Шапка, примяв мои волосы, оказалась совсем как раз. На меня из зеркала смотрел почти тот же парень, что и больше десятка лет назад – с челкой, закрывающей весь обзор, с проколом от пирсинга в губе, уже заросшим, но еще заметным. Вот только блеска в глазах почти не осталось, будто его выкачали годы не тяжелой, но морально убивающей работы высосавшей душу похлеще самого мощного пылесоса. «Или твоей бывшей, Валера», мысленно добавил я и улыбнулся. Эта улыбка мгновенно преобразила мое лицо, сбросив те самые годы, которые внесли свои суровые коррективы. Вдохновившись таким видом, я резко отдернул шторку и приготовился продолжить словесную баталию с Валерой.

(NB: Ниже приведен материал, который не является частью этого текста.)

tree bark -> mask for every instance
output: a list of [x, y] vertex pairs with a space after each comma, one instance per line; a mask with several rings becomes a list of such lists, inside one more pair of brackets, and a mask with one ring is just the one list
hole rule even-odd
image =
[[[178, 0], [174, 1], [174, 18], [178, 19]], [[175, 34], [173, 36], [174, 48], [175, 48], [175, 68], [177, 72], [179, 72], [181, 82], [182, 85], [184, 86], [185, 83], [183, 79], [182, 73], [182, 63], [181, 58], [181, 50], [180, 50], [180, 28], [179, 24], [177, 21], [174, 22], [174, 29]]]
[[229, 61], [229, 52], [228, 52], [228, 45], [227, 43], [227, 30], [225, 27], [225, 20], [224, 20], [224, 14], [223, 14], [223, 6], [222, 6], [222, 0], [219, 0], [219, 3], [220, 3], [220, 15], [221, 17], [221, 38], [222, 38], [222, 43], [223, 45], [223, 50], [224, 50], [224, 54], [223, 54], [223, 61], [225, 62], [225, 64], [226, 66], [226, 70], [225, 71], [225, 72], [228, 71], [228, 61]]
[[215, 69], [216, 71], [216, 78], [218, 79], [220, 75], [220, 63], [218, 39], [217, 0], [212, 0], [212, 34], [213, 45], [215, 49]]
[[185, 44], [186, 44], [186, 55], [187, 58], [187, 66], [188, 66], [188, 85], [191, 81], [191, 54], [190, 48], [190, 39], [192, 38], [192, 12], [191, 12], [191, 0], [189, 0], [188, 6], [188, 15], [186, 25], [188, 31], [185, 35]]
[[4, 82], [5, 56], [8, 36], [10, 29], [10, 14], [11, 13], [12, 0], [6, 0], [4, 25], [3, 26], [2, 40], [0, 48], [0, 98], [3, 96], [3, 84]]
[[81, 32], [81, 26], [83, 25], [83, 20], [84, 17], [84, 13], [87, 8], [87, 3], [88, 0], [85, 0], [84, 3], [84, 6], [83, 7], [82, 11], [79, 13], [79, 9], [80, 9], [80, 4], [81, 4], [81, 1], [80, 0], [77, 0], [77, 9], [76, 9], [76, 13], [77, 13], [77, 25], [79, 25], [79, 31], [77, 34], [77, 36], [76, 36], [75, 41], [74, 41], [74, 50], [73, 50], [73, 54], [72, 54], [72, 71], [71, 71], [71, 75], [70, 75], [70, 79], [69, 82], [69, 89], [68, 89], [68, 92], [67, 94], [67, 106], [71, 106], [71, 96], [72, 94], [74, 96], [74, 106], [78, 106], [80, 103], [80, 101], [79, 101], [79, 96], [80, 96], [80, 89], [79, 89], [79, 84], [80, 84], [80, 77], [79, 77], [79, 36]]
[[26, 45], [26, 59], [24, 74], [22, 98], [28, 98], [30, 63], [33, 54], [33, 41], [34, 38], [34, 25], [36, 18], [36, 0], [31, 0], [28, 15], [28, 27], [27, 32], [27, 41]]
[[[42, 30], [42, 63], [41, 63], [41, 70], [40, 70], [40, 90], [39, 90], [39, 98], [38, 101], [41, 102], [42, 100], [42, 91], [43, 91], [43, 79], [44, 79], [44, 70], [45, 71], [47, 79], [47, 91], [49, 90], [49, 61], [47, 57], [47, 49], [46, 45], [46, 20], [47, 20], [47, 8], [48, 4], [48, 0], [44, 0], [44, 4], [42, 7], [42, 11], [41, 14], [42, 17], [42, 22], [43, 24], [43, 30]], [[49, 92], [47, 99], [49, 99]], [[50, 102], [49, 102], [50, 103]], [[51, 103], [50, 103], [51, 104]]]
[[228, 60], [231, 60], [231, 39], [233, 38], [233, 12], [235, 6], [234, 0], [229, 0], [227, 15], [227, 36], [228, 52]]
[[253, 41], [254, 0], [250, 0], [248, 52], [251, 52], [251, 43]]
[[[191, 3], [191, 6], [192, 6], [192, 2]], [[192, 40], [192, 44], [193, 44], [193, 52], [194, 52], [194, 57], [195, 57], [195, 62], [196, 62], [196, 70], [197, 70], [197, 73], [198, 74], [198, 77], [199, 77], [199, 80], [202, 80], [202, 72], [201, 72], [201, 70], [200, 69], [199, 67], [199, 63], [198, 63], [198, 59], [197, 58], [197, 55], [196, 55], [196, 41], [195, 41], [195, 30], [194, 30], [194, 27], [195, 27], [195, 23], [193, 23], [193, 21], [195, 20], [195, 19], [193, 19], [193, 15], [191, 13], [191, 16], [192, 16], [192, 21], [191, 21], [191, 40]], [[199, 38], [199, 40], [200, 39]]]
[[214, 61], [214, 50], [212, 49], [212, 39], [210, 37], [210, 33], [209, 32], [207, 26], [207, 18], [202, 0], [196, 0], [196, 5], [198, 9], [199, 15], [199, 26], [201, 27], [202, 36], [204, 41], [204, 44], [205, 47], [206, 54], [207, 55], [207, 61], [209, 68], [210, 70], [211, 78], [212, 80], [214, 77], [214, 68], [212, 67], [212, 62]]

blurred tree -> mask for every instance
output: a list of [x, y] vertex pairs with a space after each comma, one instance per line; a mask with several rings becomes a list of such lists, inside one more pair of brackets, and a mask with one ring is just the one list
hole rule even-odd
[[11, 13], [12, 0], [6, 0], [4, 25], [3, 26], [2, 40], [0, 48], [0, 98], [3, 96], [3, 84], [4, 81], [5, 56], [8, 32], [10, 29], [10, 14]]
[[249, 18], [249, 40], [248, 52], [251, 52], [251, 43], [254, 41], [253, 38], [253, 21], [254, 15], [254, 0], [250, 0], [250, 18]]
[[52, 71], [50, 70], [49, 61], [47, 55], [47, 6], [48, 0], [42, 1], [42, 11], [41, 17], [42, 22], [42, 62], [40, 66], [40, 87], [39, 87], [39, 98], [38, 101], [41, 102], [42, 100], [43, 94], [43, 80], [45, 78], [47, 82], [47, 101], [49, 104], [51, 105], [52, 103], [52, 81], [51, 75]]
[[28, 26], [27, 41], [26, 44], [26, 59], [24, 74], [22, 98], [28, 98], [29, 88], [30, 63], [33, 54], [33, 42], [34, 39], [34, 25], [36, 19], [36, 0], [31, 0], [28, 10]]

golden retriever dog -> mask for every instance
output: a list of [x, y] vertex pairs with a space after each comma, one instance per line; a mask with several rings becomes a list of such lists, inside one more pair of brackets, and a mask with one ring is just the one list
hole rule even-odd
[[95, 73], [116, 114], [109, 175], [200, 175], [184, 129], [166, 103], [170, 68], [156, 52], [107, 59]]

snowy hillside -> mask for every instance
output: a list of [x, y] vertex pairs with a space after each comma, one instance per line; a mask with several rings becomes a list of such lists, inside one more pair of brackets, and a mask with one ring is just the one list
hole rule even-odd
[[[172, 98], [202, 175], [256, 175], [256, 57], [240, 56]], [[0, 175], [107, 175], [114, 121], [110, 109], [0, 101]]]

– Тебе никогда не понять всю прелесть Блейзера в три ночи в подъезде любимой девушки…
Валеры в магазине не было. Пожав плечами, я сдернул с головы шапку и, кое-как набросив ее на привычное место, поспешил на выход, где наверняка меня уже ждал верный друг, любовно рассматривая новую часть своей коллекции. Старик у кассы даже не повернулся в мою сторону, видимо, еще довольный первой продажей за последнюю сотню лет.
Толкнув дверь я шагнул на привычный московский бульвар и чуть не врезался в стоящий почти у самой двери рекламный металлический стенд.
– Какой тупица тут поставил… – не закончил я свое возмущение, потому что мое подсознание резко вмазало моему сознанию сигналом «тут что-то не так». Медленно поднимая глаза я видел все больше странных подробностей окружающего мира, которые никак не хотели встраиваться в привычную картинку. В детстве в журнале иногда попадались такие головоломки «найди то, что не на своем месте». Тут у меня бы не хватило целого карандаша, чтобы отметить все нелепые детали.